Optando por reproduzir realisticamente em seus romances o falar brasileiro, pouco a pouco vê-se obrigado a defender publicamente sua opção. No prefácio a Sonhos d'ouro , por exemplo, ele justifica ironicamente o porquê dessa língua autônoma: “a manga, da primeira vez que a prova, acha-lhe o estrangeiro gosto de terebentina; depois de habituado, regala-se com o sabor delicioso. (…) O povo que chupa o caju, a manga, o cambucá e a jabuticaba pode falar uma língua com igual pronúncia e o mesmo espírito do povo que sorve o figo, a pêra, o damasco e a nêspera?”
O processo de emancipação cultural encontrou na língua um instrumento privilegiado de luta política, na qual Alencar tem papel de destaque, não só pelo exemplo concreto fornecido por seus romances, como, e sobretudo, pelo engajamento explícito que teve nas querelas e polêmicas que se seguiram com escritores portugueses, sobretudo José Feliciano de Castilho.
Até sua morte, Alencar utilizaria  em sua obra a língua portuguesa naquela modalidade que chamou de "dialeto brasileiro", e continuaria tentando, exaustivamente, explicá-lo e legitimá-lo ao longo de inúmeros prefácios, posfácios, artigos de jornais e revistas e em sua correspondência particular. "Entendo que sendo a língua instrumento do espírito, não pode ficar estacionária quando este se desenvolve", diz ele no pós-escrito à segunda edição de Diva . Língua e nacionalismo são os temas  abordados, e Alencar é enfático ao expor sua idéia de que a cada povo corresponde uma maneira própria de ser e de falar. Ignorá-lo, pensa ele, seria ignorar a História; seria desprezar a evidência do progresso e da diferenciação existentes em cada povo; seria --”e isto é o mais grave”, alerta --  distanciar-se do público que o lê.
Para dar compreensibilidade a esse "dialeto brasileiro", eivado de tupi, do qual é o falante número um, no posfácio à segunda edição de Iracema  afirma :  “(...) quando povos de uma raça habitam a mesma região, a independência política só por si forma sua individualidade. Mas se esses povos vivem em continentes distintos, sob climas diferentes, não se rompem unicamente os vínculos políticos, opera-se, também, a separação nas idéias, nos sentimentos, nos costumes e, portanto, na língua, que é a expressão desses fatos morais e sociais (...)”.
Alencar tinha, portanto, perfeita consciência de dois fatos: a língua era instrumento ideológico ; os brasileiros deveriam usá-lo em seu projeto de auto-criação histórico-literária, política e cultural. Um processo profundamente nacionalista e necessariamente proposital e não é possível, no Brasil pós-Independência, deixar de mencionar o uso da língua como arma ideológica a serviço de uma "lusofobia emancipatória", da qual José de Alencar é figura proeminente, com sua contribuição à confecção da ”grande carta Brasil/literário” e a introdução da “noção de Pátria aliada à da Língua numa mesma equação”.                              
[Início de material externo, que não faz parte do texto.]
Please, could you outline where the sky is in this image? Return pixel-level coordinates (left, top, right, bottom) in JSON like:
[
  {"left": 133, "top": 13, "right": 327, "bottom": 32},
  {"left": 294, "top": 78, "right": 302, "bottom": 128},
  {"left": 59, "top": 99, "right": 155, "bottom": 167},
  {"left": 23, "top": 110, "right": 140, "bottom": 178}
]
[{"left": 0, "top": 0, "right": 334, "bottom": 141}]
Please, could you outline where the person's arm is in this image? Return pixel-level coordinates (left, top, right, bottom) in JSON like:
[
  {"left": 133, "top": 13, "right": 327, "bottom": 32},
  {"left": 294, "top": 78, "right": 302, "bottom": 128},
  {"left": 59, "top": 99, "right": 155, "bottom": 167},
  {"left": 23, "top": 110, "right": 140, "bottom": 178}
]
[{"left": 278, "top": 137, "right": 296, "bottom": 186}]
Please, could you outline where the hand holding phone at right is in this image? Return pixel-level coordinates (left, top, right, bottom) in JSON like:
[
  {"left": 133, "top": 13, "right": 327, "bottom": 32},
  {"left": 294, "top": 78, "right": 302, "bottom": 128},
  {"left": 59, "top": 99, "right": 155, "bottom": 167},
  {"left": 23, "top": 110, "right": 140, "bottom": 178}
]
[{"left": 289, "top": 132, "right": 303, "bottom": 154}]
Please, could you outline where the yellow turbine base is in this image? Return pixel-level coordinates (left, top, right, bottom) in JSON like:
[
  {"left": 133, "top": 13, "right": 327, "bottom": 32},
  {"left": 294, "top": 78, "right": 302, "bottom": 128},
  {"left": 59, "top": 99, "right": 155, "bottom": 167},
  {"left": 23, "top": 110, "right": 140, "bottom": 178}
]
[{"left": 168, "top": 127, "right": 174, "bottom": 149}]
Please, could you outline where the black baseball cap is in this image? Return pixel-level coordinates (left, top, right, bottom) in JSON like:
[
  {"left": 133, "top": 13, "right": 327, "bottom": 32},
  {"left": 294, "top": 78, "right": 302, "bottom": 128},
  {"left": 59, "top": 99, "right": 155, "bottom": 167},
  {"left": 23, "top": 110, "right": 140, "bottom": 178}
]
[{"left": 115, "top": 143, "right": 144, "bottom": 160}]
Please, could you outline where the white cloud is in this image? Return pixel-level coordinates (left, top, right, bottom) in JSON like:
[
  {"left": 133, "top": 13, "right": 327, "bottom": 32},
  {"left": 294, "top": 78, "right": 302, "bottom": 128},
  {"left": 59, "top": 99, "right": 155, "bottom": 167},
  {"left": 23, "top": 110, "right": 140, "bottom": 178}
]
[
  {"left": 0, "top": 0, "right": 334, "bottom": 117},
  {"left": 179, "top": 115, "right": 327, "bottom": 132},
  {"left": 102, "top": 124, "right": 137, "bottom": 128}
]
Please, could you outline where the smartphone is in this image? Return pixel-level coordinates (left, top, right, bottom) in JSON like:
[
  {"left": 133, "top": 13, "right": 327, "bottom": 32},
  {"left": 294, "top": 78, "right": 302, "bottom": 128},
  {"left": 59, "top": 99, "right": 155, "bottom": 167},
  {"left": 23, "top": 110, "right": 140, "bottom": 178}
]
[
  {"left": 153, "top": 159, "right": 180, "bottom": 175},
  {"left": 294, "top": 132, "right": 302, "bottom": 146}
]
Paladino do romance urbano brasileiro

O cerne do Romantismo -- prevalecente na literatura brasileira do final da Regência, logo após a Independência, até os anos subseqüentes à Guerra do Paraguai -- é, desde sempre, de essência política. A confluência entre as questões da Independência e da cultura estava sedimentada pela escassa consciência de uma identidade nacional, fruto de descompasso entre a consciência política e a consciência literária.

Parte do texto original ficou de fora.